Adblock Plus Fires Back at Anti-user Facebook Over Ad Block Changes

Adblock Plus Ben WilliamsFollowing Facebooks announcement yesterday that it would be circumventing desktop ad blockers – which came with a none-too-subtle jab at Adblock Plus – the ad blocking firm has struck back.

In a blog post entitled Oh well, looks like Facebook just got all anti-user, Adblock Plus comms officer Ben Williams questioned the thinking behind the decision. He singled out Facebooks claim, as part of the announcement, that the primary cause of ad blocker adoption was users wanting to avoid annoying, disruptive ads.

“So if that’s true, Facebook apparently agrees that users have a good reason for using ad-blocking software,” said Williams. “Yet those users shouldn’t be given the power to decide what they want to block themselves?

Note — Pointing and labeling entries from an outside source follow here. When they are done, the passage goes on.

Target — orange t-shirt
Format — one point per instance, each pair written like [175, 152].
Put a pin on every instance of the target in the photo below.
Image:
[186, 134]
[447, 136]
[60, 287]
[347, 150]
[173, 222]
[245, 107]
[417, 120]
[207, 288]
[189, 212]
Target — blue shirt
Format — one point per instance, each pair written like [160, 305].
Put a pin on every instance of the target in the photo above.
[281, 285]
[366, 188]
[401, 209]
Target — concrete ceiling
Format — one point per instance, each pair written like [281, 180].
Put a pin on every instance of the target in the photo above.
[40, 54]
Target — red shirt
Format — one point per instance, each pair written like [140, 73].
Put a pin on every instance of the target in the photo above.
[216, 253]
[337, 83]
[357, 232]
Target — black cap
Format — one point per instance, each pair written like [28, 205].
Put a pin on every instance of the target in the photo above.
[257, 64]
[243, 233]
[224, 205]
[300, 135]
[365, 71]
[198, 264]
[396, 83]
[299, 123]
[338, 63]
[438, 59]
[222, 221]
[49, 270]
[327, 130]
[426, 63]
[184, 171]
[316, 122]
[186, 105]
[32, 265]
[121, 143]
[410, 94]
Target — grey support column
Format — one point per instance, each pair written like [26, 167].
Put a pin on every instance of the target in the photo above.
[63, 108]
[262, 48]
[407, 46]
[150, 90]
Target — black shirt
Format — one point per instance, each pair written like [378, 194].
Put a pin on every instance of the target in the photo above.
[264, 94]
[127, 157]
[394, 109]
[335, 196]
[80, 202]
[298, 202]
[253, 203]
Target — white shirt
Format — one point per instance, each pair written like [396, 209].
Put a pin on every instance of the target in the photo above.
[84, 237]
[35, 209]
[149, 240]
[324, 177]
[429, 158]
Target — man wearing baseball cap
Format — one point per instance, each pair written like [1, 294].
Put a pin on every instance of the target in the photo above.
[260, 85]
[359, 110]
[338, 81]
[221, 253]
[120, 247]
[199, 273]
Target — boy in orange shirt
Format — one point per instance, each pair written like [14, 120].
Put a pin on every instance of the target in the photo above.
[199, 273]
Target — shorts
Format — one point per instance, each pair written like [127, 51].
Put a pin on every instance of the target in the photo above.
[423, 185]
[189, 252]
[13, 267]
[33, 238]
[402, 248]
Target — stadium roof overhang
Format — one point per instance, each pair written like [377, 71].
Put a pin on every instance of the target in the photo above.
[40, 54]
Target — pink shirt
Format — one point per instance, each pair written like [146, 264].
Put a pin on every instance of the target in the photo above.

“In any case, it’s hard to imagine Facebook or the brands that are being advertised on its site getting any sort of value for their ad dollar here: publishers (like Facebook) alienate their audience and advertisers (the brands) allow their cherished brand name to be shoved down people’s throats. Yikes.”

After a few months of relative quiet, this could well be the flame that truly reignites the ad blocking debate. A debate which, earlier this year, saw IAB CEO Randall Rothenburg call Adblock Plus “unethical, immoral” and an “old-fashioned extortion racket”, US newspaper group NAA accuse ad-blocking browser Brave of being “blatantly illegal”, and privacy campaigner Alexander Hanff threaten legal action against the ad tech industry, publishers and anti-ad block firms.